But I jest repeated this line of poetry to my pardner. Says I:

“Poetry, Josiah, will somehow express the feelin’s of the soul better than you can express them yourself.” And says I, “Josiah, as for Elder Judas Wart and Kellup, I say with the poet, good riddance to bad rubbidge.”

“Wall,” says Josiah, with a sort of a dreamy look,—that man loves poetry, though he seldom quotes it—“don’t you s’pose, Samantha, that you have got about enough berries for supper, for I am gettin’ hungry as a bear.”

“Yes,” says I, “because I have got stewed peaches and cold chicken and everything else good for supper besides them. But,” says I, lookin’ sort o’ longin’ly at some berries that was a hangin’ over the water, “there is a few extra big and ripe ones that do look too good to leave.”

“Wall,” says he, sweetly (for his mean sense I told him what we was goin’ to have for supper had looked perfectly beautiful), “you set down and rest, Samantha, and I will pick ’em for you.”

And so he took my little tin pail, and with a happy frame bent down to pick ’em. And I, bein’ tired, sot down, and looked into the water. And I see that everything was reflected in it. The trees, the nodding red sumac feathers, my Josiah and me, gay golden-rod and wild blue china-oysters, the berry bushes, the thorny stalks and the ripe fruit, fresh posys, and withered leaves; all imaged there in the water; and the water was a runnin’ swift.

And out on the end of a slender bush that hung over the water, a bird swayed and swung to and fro, and sung out a dretful sort of a sweet song, yet sad like. Some as if it was practicin’ over a farewell song to its home, its happy nest, before it sailed away south in search of a balmier climate.

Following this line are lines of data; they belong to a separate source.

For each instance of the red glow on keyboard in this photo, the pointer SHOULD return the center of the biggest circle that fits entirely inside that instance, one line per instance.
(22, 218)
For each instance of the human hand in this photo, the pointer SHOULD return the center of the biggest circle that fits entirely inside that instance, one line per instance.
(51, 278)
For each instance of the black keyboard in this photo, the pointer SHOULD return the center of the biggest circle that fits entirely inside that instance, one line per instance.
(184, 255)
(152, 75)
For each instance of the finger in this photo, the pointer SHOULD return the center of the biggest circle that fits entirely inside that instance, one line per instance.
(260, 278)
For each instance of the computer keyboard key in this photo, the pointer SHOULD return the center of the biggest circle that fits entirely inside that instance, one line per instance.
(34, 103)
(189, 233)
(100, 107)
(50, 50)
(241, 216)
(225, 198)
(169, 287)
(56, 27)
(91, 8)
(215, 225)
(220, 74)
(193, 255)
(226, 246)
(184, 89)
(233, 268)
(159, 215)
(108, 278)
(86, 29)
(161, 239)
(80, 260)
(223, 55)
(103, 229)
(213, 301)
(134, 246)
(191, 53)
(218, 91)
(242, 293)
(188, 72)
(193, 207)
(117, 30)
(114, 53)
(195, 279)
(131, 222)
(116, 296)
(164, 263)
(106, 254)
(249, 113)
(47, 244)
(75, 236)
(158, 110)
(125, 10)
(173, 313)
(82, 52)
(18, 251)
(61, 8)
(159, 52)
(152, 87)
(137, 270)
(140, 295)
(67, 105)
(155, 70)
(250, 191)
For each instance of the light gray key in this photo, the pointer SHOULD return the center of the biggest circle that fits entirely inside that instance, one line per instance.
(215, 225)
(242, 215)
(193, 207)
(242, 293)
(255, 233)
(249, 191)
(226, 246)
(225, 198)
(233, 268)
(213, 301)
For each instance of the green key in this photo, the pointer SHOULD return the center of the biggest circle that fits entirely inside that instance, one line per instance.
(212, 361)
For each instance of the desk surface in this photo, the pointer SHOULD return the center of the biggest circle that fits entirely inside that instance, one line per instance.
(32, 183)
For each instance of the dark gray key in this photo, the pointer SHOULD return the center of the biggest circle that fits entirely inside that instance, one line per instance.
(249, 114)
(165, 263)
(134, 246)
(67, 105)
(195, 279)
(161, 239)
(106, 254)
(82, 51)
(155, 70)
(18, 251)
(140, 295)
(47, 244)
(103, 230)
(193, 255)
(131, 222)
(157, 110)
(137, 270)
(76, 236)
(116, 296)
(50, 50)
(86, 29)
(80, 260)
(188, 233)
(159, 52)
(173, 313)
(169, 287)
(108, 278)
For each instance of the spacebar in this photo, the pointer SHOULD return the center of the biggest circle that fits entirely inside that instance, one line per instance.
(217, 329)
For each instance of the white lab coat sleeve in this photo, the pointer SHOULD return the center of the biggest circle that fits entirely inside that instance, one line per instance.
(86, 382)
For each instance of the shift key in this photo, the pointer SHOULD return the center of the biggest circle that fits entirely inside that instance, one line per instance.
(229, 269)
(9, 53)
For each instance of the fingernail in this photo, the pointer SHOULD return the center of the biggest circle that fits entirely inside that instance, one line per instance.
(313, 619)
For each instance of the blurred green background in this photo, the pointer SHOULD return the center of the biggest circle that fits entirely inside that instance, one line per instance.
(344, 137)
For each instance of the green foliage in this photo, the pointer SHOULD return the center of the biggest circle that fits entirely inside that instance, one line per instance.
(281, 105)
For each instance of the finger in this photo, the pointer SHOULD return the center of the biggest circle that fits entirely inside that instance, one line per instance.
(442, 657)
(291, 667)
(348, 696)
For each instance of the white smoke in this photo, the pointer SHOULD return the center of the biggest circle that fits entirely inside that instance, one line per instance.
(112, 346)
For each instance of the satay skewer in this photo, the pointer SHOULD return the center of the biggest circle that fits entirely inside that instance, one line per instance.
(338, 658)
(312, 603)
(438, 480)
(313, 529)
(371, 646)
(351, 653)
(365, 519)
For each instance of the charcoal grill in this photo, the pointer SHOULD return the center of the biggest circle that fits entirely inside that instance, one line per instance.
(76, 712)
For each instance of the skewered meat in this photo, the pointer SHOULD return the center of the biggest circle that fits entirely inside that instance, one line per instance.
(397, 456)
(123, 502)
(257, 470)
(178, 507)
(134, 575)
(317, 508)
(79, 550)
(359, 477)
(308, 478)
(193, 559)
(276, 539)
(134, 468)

So the bird sailed back and forth on that slender twig, over the deep waters, a singin’ about a happier country, sweet and sad, sweet and low. And my pardner picked the ripe berries, and I sot there peaceful and serene (though some sweaty), a thinkin’ how, over all that was pictured on the changing face of the waters, the changeless blue heavens was reflected, shining down over all, the old and the new, the mournful and the sorrowful; over all, and beneath all. That thought was perfectly beautiful to me, and dretful comfortin’. And I sot there a thinkin’ of that, and a thinkin’ how swift the water was a runnin’ towards the sea.

THE END.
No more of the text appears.